The Aus Museum Wants You To Name A Heap Of Beetles, So Everyone Be Sensible

If 2016 should have taught us one thing, it’s that the internet is absolutely not to be trusted to collectively name a thing.
And yet, it keeps happening. Time and time again, the naming of an object is put in the hands of an open form and people’s complete lack of self-control; the most dangerous of all combinations.
Because you’re doomed to repeat mistakes unless you decide to learn from them, we as a collective people will run that Object McObjectface gag into the goddamned ground because holy shit stop asking people to name things it never ends well.
To wit, the Australian Museum is seeking public input to name not one, but as many as nine Christmas Beetles, in a plan that will surely only yield very sensible answers and won’t at all descend into utter chaos immediately.
The naming is part of an on-going “competition” to find common names for a range of beetles; names which would then be adopted into the scientific lexicon as their proper English names.
3 beetles in the species have already copped proper names: The anoplognathus viridiaeneus is now enshrined as the King Beetle, the anoplognathus viriditarsis shall hencefore be referred to as the Queen Beetle, and the anoplognathus porosus has copped the cheery moniker of Washerwoman.

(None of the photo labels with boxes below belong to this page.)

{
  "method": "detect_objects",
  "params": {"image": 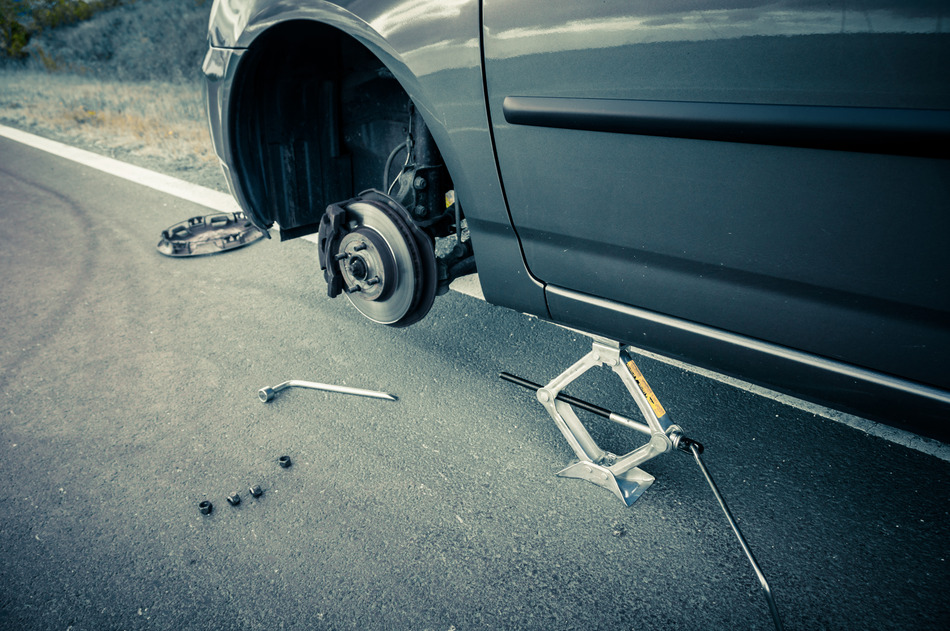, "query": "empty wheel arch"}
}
[229,21,474,326]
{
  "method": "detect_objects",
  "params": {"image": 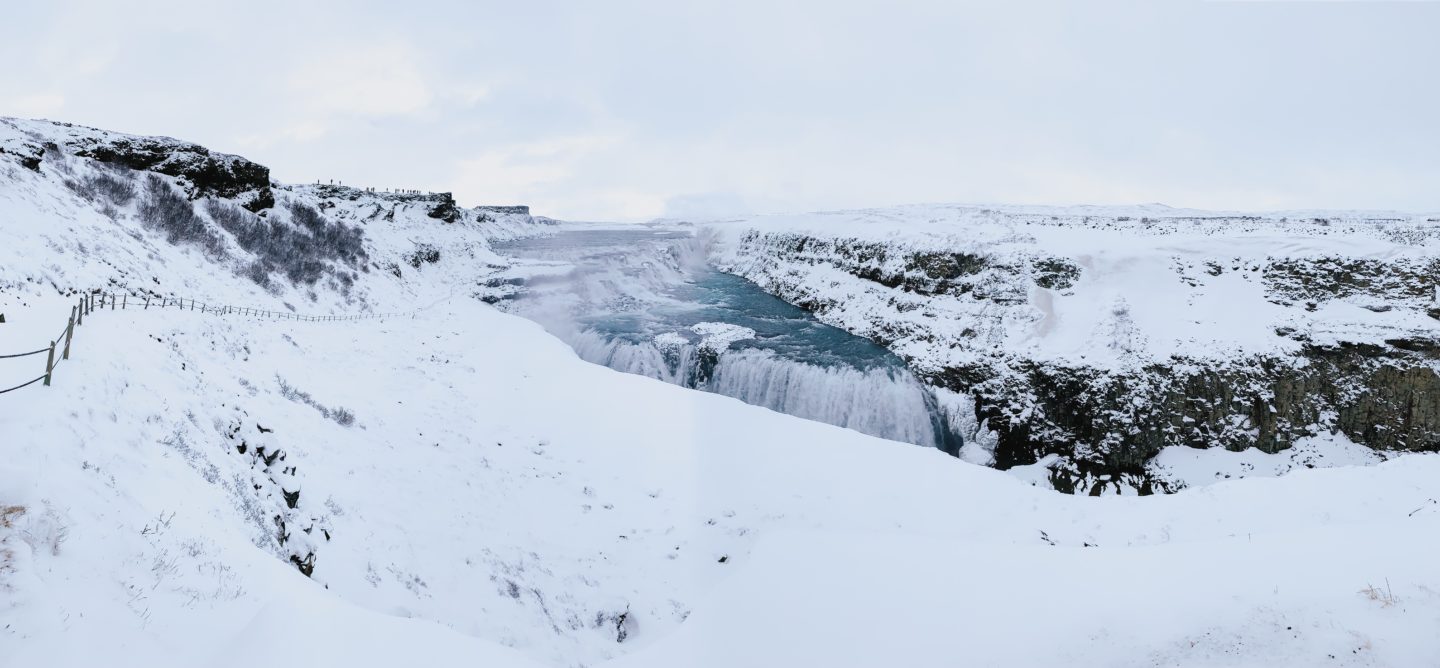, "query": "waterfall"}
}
[564,330,953,449]
[703,350,940,448]
[508,232,973,453]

But a total of nine more Latin badboys are in need of common names, and all of those have very empty, very free, very write-whatever-you-damn-well-please text boxes that are just waiting for you to trundle on over and ruin some poor competition judge’s day.
Here’s your chance to put your mark on history so one day in the future you can explain to your grandkids about how back in Grandpa/Grandma’s day, everyone thought a frog riding a unicycle was the pinnacle of comedy and a murdered gorilla was the closest the world ever came to having a unified religion.
That might go a little bit of the way towards explaining why you keep insisting your family write “He was never horny” on your grave.
The form for naming the beetles of tomorrow is open right over here. Do your dang worst, folks.